Услышал случайно в лагерной лавке: – Дети никак не могут привыкнуть жить в квартире. Страшно скучают по нашему саду и по своим собакам. Пришлось эвакуироваться в такой спешке, предупредили всего за три дня. Вспоминаю, что мы там оставили, и готова плакать. – Это говорила цветущая женщина в платье в горошек, кажется, жена одного из наших унтер-офицеров. Когда она вспоминала о своем брошенном доме, ей, конечно, представлялось, что на ее кровати развалился в грязных башмаках какой-нибудь детина, потом он встает, подходит к морозильной камере и плюет в мороженое. – Нет, не утешайте меня, – говорила она маленькой худенькой женщине с короткими зачесанными назад волосами; я ее раньше не видел. Верит ли кто-нибудь из нас в то дело, которое мы здесь делаем? Сомневаюсь. И уж меньше всех муж этой женщины в платье горошком. Нам дали старый ипподром, много колючей проволоки и приказали перевоспитывать людские души. В душах мы смыслим мало, но исходя из того, что душа все-таки как-то связана с телом, мы заставляем заключенных отжиматься и маршировать взад-вперед. Оглушаем их музыкой духового оркестра и показываем фильмы, в которых молодые солдаты в ладно пригнанных формах учат седовласых деревенских старейшин истреблять москитов и пахать по контуру поля. После такой обработки мы выдаем им свидетельство, что они исправились, и отправляем в трудовые части, где они носят воду и роют сортиры. На больших военных парадах перед камерой непременно проходит вместе с танками, ракетами и полевой артиллерией такая трудовая часть – в доказательство того, что мы умеем обращать врагов в союзников; однако я заметил, что на плече у них не винтовки, а лопаты.

* * *

Возвращаясь в воскресенье вечером в лагерь, я чувствую себя заядлым игроком на скачках. Над главными воротами висит надпись: «Загон А». У входа в лазарет табличка: «Посторонним вход воспрещен». Почему их не сняли? Они что, думают, ипподром когда-нибудь снова откроется? Неужели люди где-нибудь все еще тренируют скаковых лошадей и надеются, что после всех этих катастроф мир станет таким же, как прежде?

* * *

У нас осталось двенадцать больных. Однако Михаэлсу не лучше. Видимо, у него серьезно нарушена система пищеварения. Я опять посадил его на обезжиренное молоко.

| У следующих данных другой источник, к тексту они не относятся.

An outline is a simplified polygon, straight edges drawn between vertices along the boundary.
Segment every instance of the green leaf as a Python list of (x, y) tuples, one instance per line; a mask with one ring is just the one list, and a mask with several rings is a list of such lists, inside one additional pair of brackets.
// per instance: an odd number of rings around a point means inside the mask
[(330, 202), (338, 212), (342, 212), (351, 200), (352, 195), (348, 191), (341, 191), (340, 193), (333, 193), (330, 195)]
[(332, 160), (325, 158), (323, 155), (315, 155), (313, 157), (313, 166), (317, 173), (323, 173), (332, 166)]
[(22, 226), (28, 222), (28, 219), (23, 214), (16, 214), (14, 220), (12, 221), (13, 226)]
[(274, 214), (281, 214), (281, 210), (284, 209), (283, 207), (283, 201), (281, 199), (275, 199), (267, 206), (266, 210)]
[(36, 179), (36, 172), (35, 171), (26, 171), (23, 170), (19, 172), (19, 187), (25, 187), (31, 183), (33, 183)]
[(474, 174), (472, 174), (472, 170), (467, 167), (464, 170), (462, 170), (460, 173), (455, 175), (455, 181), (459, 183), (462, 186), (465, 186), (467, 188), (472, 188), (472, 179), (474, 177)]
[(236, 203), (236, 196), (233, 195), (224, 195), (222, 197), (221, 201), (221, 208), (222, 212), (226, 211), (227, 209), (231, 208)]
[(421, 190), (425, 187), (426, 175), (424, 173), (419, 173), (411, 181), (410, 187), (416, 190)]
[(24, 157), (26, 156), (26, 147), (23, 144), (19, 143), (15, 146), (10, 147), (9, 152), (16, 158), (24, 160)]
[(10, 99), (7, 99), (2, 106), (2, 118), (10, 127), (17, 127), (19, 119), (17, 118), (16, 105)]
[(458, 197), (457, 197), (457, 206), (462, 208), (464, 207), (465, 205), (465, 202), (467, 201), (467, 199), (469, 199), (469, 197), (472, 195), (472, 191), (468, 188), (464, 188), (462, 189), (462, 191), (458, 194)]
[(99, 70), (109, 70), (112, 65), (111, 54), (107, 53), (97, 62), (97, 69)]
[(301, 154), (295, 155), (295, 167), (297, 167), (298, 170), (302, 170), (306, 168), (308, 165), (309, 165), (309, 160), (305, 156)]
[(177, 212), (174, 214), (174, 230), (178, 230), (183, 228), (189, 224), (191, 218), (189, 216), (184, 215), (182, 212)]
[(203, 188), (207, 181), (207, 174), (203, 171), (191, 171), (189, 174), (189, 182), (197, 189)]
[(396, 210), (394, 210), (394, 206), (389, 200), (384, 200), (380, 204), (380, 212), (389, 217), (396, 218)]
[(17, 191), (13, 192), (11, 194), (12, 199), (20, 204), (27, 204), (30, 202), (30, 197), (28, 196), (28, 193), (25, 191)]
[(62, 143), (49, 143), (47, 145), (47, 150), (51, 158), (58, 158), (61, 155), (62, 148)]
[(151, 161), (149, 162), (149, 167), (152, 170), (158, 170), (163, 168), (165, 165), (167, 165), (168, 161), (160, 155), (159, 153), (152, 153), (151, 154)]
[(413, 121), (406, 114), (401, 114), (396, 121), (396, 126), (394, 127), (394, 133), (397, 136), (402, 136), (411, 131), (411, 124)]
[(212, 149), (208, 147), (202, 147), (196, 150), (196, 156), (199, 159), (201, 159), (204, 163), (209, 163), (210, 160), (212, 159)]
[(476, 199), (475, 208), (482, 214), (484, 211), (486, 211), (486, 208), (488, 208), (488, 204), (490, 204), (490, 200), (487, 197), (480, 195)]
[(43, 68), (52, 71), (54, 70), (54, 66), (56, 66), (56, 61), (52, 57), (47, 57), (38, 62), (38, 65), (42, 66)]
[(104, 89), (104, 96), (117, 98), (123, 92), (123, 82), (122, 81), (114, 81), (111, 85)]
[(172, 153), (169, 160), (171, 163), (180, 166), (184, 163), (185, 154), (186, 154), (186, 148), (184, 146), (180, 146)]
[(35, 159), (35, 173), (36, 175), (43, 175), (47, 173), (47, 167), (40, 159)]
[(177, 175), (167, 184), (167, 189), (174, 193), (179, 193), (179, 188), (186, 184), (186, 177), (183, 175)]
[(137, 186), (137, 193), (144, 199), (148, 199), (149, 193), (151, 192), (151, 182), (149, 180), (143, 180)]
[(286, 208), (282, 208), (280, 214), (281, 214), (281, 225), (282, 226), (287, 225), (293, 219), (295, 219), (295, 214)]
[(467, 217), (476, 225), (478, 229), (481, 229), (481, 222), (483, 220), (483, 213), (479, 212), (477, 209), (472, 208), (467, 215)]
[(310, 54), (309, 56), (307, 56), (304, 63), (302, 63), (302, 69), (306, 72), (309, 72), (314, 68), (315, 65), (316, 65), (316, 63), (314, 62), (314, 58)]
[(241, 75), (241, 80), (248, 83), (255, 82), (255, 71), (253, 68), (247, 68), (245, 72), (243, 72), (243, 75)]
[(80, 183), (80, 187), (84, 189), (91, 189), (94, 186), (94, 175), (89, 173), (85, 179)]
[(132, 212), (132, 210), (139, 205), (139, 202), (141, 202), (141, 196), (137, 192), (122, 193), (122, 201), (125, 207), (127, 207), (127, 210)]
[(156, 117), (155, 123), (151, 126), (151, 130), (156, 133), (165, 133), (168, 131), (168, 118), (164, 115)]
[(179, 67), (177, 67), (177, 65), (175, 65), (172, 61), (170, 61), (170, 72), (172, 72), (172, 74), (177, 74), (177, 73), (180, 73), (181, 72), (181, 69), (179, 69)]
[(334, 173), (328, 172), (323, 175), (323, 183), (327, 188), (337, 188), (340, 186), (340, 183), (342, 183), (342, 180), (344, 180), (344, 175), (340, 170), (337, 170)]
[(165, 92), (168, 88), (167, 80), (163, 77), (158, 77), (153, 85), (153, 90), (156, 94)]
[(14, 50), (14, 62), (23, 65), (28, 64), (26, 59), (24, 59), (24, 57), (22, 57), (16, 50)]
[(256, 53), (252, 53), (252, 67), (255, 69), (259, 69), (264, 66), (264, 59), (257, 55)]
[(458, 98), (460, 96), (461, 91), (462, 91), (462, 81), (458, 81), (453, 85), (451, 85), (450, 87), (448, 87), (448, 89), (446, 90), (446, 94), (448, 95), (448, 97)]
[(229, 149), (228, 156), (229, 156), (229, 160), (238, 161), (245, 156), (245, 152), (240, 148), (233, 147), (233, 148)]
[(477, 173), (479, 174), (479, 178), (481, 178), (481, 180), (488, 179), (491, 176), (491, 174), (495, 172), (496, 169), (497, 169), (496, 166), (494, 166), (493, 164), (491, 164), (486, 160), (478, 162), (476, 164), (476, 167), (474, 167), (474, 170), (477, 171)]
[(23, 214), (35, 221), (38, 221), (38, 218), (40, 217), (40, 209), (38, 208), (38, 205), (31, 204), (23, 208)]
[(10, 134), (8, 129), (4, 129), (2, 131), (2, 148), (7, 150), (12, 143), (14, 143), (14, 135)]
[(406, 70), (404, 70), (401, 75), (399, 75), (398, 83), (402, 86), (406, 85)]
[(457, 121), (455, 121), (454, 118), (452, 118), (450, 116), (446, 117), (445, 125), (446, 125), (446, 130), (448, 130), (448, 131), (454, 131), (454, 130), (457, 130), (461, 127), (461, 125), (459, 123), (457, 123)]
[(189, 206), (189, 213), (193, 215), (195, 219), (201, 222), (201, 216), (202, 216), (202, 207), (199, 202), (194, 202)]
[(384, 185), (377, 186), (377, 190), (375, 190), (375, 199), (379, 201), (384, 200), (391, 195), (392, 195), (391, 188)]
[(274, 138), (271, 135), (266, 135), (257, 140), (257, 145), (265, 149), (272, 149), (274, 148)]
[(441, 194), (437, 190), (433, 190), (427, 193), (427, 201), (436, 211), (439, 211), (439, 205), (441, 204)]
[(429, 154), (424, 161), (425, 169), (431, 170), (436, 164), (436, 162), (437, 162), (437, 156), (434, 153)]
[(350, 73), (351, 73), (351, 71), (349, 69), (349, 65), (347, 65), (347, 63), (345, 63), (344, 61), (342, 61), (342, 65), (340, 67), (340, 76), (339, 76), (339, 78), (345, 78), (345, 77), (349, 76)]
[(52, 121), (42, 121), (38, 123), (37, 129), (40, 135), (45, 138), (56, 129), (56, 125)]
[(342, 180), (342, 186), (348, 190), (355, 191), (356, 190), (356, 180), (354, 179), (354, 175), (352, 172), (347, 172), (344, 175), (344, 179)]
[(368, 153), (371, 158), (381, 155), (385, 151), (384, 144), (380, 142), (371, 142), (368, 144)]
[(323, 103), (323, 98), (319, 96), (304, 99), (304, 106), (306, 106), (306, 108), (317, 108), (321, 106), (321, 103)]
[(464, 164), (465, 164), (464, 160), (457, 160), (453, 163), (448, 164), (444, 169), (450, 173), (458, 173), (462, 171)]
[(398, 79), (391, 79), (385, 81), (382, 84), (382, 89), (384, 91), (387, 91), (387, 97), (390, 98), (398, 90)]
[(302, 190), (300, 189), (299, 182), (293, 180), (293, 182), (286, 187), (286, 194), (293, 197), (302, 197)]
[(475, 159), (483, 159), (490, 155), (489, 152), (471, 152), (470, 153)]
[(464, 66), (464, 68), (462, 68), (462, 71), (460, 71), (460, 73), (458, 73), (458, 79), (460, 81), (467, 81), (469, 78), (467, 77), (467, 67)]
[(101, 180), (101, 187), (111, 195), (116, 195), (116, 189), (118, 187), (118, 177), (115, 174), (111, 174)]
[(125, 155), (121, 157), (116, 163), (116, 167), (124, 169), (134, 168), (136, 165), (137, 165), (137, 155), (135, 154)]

Он лежит, глядя в окно на небо, – голый череп, торчащие уши, на лице обычная улыбка. Когда его принесли, у него был с собой пакетик из оберточной бумаги, он положил его под подушку. Сейчас он часто достает его и прижимает к груди. Я спросил его, что там такое – muti[3]? Нет, ответил он и показал мне высушенные семена тыквы. Меня это очень взволновало.

– Когда кончится война, ты обязательно должен снова стать садовником, – сказал я. -Ты, наверно, вернешься в Кару? – Он отвел глаза. – Конечно, на полуострове тоже хорошая земля, в долинах и на склонах холмов, – сказал я. – Как хорошо, если здесь снова начнут выращивать фрукты и овощи.

Он ничего не ответил. Я взял из его рук пакет и засунул ему под подушку – для сохранности. Когда я через час проходил мимо него, он спал, уткнувшись липом в подушку, как ребенок.

Он точно камешек, который лежал себе тихо с сотворения мира, а сейчас его вдруг подняли и перебрасывают из рук в руки. Маленький твердый камешек, он вряд ли замечает, что творится вокруг, так он замкнут в себе и в своей внутренней жизни. Он прошел через приют, через лагеря и лазареты, и еще бог знает через что он прошел, и ничто не оставило на нем следа. Даже мясорубка войны. Существо, не рожденное смертной матерью и само не способное дать никому жизнь. Для меня он не вполне человек, хотя судя по всему он старше меня.